MILLIE: I’m glad you didn’t. […]
SHELDON: I almost got an apartment.
MANNERS: Limited emotional capacity.
MILLIE: Almost don’t mean a thing.
MANNERS: Well, it’s coming. Sheldon, I like what’s happening. (Childress 523)
While in the middle of rehearsing, the lines for dialogue get crossed. Sheldon is part of the walking wounded (Brown-Guillory, Black Women and Playwrights 231). He sees opportunities before him, but they are not for him. Millie is not indifferent about Sheldon’s small victories; she realizes that there are dangers to things that seem like progress. Manners, while seemingly commenting on the play, voices thoughts of White society about Blacks always singing the should’ve-could’ve-would’ve blues and sounding mundane. Even though Manners is not pegged as a racist yet, he seems to subconsciously like Sheldon’s plight. As for Bill O'Wray, he tries to think positive but still has doubts. When Sheldon tells Wiletta she has “talked [herself] out of a job,” Bill provides hope by saying “Shel, you don’t know that” (538). Even though Bill is not keen on being in public with Black people, he still attempts eating with the cast at times hoping times will change (529).
Facts About Alice Childress
- Born on October 12, 1916 in Charleston, South Carolina
- Grew up grew up in Harlem.
- Died in 1994.
A quick examination of these characters speaks volumes about race relations in Trouble in Mind.

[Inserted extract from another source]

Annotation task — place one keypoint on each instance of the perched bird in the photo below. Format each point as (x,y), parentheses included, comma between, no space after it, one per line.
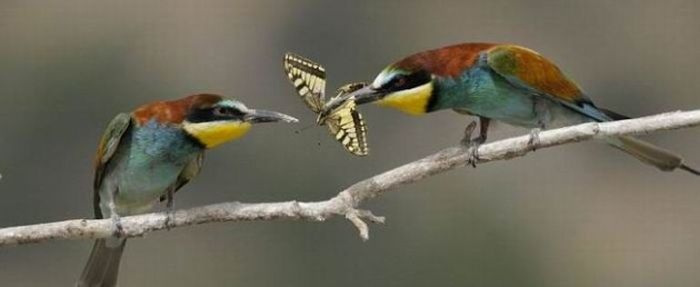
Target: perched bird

Because these issues are so engrained in American society, Childress has these problems show up in the meta-play Chaos in Belleville.

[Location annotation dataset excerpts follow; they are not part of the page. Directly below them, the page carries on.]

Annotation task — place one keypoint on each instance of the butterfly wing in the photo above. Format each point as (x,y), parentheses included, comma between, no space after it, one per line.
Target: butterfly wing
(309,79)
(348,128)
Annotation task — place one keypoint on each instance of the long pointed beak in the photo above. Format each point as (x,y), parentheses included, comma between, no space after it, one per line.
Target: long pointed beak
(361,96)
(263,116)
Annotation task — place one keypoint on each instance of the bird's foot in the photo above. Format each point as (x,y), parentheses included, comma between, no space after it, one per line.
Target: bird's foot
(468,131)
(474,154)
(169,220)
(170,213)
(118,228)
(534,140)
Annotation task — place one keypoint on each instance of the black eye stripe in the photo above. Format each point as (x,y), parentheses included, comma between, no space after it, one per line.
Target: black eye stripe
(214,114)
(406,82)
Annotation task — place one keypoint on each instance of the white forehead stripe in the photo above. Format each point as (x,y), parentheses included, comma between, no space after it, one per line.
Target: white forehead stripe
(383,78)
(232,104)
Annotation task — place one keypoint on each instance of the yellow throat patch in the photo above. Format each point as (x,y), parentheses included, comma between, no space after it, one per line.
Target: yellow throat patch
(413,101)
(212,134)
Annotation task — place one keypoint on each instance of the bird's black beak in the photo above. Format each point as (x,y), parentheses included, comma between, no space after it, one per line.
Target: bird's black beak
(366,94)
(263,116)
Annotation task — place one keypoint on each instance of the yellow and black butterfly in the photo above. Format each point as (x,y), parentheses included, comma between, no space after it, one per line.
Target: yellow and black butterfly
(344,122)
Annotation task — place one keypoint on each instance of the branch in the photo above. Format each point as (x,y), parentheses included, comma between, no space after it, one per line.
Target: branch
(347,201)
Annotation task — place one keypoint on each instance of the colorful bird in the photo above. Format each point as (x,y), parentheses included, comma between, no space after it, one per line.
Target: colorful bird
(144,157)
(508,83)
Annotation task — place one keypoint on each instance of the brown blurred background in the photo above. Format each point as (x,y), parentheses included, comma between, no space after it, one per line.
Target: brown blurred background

Brown, Elizabeth. “Six Female Black Playwrights: Images of Blacks in Plays by Lorraine
Hansberry, Alice Childress, Sonia Sanchez, Barbara Molette, Martie Charles, and Ntozake Shange.” DAI 41.7 (1981): 3104-A. Print.
Brown-Guillory, Elizabeth.“Black Women Playwrights: Exorcising Myths.”Phylon. 48.3 (3rd Qtr., 1987): 229-239. Jstor. Web. 29 July 2005.

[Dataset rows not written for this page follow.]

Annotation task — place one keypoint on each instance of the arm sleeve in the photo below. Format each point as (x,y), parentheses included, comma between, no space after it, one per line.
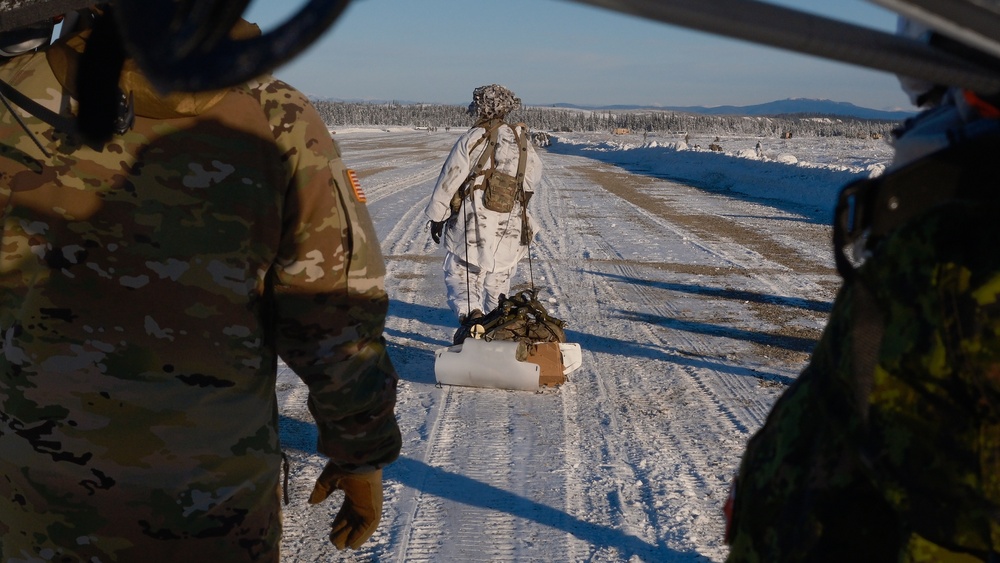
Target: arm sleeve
(329,294)
(455,170)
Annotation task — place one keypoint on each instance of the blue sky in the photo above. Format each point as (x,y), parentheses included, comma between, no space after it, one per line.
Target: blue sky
(550,51)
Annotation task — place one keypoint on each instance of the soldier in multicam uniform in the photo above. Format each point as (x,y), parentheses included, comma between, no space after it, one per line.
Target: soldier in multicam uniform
(483,245)
(147,291)
(887,446)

Childress, Alice. “Trouble in Mind.” Plays by American Women 1930-1960. Ed. Judith E. Barlowe. New York: Applause Theatre Book Publishers, 1994: 469-542. Print.
Evans, Don. “Alice: Conversations with Alice Childress.” Obsidian III: Literature in the African Diaspora. 1.1 (Spring-Summer 1999): 197-204. Print.
Jennings, La Vinia Delois. Alice Childress. New York: Twayne Pub., 1995. Print.
Morrison, Toni. Playing in the Dark. Vintage Books: New York, 1992. Print.
Takaki, Ronald. A Different Mirror: A History of Multicultural America. Boston: Little, Brown and Co., 1993. Print.